LÍNGUAS CLÁSSICAS

Página de Estudos das Fontes Pesquisadas

    TEXTO ORIGINAL

    Vita Sancti Francisci - 34

    Caput VII - Quamodo martyr esse desiderabat; nautas a maris periculo liberavit; et qualiter coram Soldano comparuit. 

    34.

    1 Ardentissimo martyrii desiderio fervens, beatus Franciscus sexto conversionis suae anno ad partes Syriae voluit proficisci, ut ibidem Saracenis annuntiaret Evangelium Iesu Christi.

    2 Igitur ad eundum quidem in Syriam iter arripuit; sed, ventis contrariis flantibus, in Sclavoniae partes navis, in que ducebatur, applicuit.

    3 Audiens autem a nautis eo anno navem illam in Syriam transire non posse, voto suo fraudatus in aliam, quae Anconam tendebat, a nautis expensarum defectum timentibus vix permissus intravit; in qua et Dominus per eum mirabilium suorum memoriam fecit (cfr. Ps 110,4).

    4 Gravi namque et diutina maris tempestate suborta, iam demum post longos labores ipsis nautis cibaria deerant, dum, cui prius introitum navis defectus victualium timore negaverant, illius tunc subsidio mortis evasere iacturam.

    5 Nam quaedam, etsi non tanta ut multis quoquo modo sufficerent, beatus Franciscus, Domino sibi providente, latenter intulerat;

    6 quae tunc ad ipsius merita tantum sumpsere divinitus incrementum, ut abundanter usque ad portum Anconae necessitatibus omnium subvenirent, quamvis plures adhuc dies itineris superessent.

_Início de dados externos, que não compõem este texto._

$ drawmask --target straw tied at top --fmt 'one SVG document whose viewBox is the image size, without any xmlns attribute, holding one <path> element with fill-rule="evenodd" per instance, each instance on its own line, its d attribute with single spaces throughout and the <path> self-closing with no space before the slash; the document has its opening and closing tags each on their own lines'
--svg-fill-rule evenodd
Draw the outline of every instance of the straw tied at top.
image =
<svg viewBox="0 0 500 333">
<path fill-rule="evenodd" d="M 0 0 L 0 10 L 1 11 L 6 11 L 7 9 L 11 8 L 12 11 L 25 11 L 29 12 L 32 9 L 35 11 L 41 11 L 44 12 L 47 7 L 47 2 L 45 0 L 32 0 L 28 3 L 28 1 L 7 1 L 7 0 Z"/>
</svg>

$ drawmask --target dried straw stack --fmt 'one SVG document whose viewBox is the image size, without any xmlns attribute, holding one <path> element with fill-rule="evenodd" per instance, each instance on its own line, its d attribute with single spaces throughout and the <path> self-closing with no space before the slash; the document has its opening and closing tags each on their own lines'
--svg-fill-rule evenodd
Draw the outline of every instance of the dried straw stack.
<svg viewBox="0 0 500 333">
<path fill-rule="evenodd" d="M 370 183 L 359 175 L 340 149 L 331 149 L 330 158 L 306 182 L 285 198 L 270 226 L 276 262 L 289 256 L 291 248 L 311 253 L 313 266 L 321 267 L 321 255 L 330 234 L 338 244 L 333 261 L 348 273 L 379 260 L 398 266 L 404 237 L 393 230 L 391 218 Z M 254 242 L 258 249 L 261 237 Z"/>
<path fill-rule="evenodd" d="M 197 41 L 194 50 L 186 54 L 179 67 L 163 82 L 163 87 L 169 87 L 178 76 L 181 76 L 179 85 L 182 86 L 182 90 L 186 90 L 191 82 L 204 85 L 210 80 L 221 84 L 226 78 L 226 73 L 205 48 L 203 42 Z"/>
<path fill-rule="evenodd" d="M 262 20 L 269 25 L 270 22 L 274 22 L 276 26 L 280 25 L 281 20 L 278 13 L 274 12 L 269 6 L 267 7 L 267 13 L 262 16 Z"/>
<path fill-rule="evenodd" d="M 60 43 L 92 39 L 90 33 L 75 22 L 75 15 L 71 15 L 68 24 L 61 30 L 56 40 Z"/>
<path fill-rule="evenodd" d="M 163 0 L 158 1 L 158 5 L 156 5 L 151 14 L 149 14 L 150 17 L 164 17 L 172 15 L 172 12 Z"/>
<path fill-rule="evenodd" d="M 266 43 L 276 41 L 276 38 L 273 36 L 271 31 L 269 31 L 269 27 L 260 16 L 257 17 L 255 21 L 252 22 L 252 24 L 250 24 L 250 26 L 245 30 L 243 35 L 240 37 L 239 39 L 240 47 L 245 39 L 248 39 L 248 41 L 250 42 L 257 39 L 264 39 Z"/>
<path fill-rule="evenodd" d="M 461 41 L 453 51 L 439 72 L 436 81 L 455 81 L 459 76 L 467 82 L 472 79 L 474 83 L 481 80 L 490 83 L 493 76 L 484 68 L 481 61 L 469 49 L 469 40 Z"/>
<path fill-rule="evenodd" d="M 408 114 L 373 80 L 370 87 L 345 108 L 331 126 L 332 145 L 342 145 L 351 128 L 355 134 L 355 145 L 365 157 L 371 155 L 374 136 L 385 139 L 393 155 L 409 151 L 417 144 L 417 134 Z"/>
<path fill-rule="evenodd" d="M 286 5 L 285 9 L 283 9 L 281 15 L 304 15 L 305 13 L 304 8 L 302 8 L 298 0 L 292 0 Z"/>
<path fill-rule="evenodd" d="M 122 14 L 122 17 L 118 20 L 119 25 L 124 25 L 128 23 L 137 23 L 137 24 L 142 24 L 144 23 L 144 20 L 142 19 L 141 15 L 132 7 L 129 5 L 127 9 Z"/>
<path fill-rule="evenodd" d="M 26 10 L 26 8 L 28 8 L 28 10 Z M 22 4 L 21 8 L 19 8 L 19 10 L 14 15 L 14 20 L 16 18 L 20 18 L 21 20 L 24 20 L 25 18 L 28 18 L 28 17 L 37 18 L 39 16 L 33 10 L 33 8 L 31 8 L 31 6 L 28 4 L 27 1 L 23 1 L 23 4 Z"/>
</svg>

    7 Quod nautae videntes, immensas agebant omnium Salvatoris clementiae gratias, qui de mortis eos per famulum suum Franciscum periculo liberarat.

    TEXTO TRADUZIDO

    Vida de São Francisco - 34

    Capítulo VII - Como desejava ser mártir; como salvou mari­nheiros do perigo do mar e como se apresentou diante do sultão.

    34.

    1 Fervendo em tão ardente desejo do martírio, no sexto ano de sua conversão, o bem-aventurado Francisco quis vi­ajar para a região da Síria, para aí anunciar aos sarracenos o Evangelho de Jesus Cristo.

    2 Por isso, iniciou a viagem para a Síria; mas, por causa dos ventos contrários, o navio em que viajava apor­tou na Eslavônia.

    3 Ouvindo os marinheiros dizerem que naquele ano o navio não poderia ir para a Síria, frustrado em seu desejo, a custo permitiram-lhe embarcar em outro navio para Ancona pelos marinheiros, temerosos porque ele não ia pagar. Nesse navio, o Senhor deixou por ele lembrança de suas maravilhas (cf. Ps 110,4).

    4 De fato, tendo surgido no mar uma grande e demorada tempestade, depois de muito trabalho, faltou comida para os próprios marinheiros; e foram salvos do perigo da morte por aquele a quem tinham impedido embarcar por medo de ficar sem comida.

    5 Com efeito, pela providência do Senhor e às escondidas, o bem-aventurado Francisco havia trazido consi­go alguma coisa; embora não tanto que bastasse para muita gen­te.

    6 Contudo, por seu mérito e pelo poder divino, tudo aumentou tanto e foi tão abundante que supriu as necessidades de todos até o porto de Ancona,embora ainda restassem muitos dias de via­gem.

    7 Vendo isso, os marinheiros agradeceram imensamente à clemência do Salvador de todos, porque, por seu servo Francisco, os havia livrado do perigo da morte.